Le nettoyeur de rue était assis à une petite table à l’extérieur du Leadenhall Market, dans le centre de Londres, le regard fixé sur une grande tasse de thé devant lui. J’avais rencontré l’homme de 60 ans environ quelques semaines plus tôt lors d’une précédente visite au marché.
“De retour?” demanda-t-il, ne me regardant pas alors que je prenais place à la table voisine. «Oui, juste pour une visite rapide», ai-je répondu. Pendant quelques instants, nous nous sommes assis en silence à regarder le marché du XIXe siècle.
«Avez-vous vu le discours de Boris hier soir?» murmura-t-il finalement. J’ai hoché la tête.
«Bloody Covid,» dit-il, d’une certaine manière, on pourrait se plaindre d’enfants bruyants. Il secoua légèrement la tête – plus légèrement irritée qu’autre chose – avant de vider son thé et de se lever. “Eh bien, mieux vaut craquer.” Avec un bref signe de tête dans ma direction, il a disparu à travers la grande arche et dans le marché couvert de l’époque victorienne.
C’était une interaction très britannique. Sobre, de bonne humeur, léger sur les émotions; c’était le meilleur du stoïcisme britannique.
Nous traînons tous des stéréotypes, notre boule et notre chaîne éternelles. Selon de nombreux étrangers, nous, Britanniques, sommes réservés, réprimés, résilients, impassibles et auto-contrôlés. Catégorisés par notre «lèvre supérieure raide» – la forme célèbre mais désormais démodée de stoïcisme britannique extrême – nous sommes souvent catalogués comme stoïciens rabougris. EM Forster a déploré ses compatriotes comme ayant «un corps bien développé, un esprit assez développé et un cœur sous-développé».

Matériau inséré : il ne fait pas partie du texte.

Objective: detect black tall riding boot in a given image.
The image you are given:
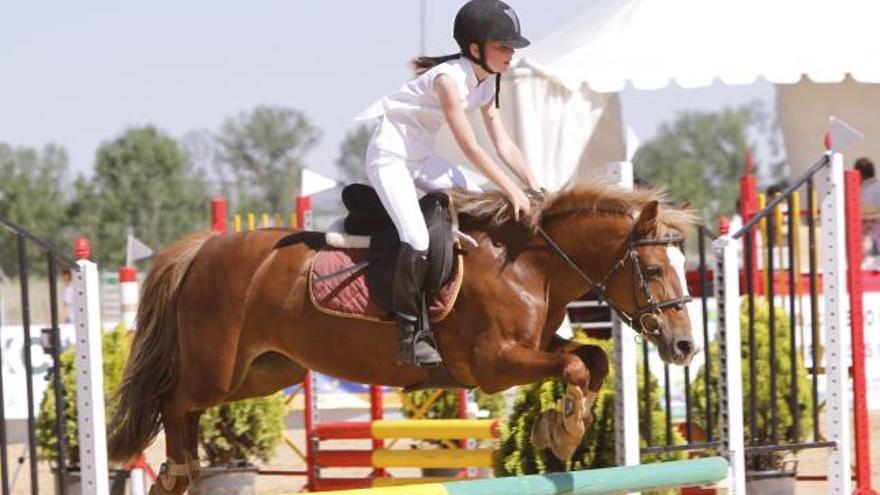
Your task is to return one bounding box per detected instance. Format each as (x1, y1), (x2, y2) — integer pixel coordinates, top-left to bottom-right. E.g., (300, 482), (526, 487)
(391, 243), (441, 366)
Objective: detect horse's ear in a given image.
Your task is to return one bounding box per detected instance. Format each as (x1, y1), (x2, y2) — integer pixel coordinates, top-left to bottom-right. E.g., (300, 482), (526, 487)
(635, 201), (660, 238)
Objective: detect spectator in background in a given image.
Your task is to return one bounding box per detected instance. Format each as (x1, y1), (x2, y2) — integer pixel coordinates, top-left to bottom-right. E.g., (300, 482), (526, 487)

Mais à quel point tout cela est-il vrai aujourd’hui?
Le stoïcisme, qui a ses racines dans la Grèce antique, est né d’une philosophie consistant à comprendre la douleur et les difficultés et à pouvoir y faire face sans se plaindre. Et il est certainement vrai qu’il y a un stoïcisme charmant chez les Britanniques, du mantra britannique bien usé «restez calme et continuez» à la conviction véhémente qu’une tasse de thé est la seule réponse appropriée à une crise.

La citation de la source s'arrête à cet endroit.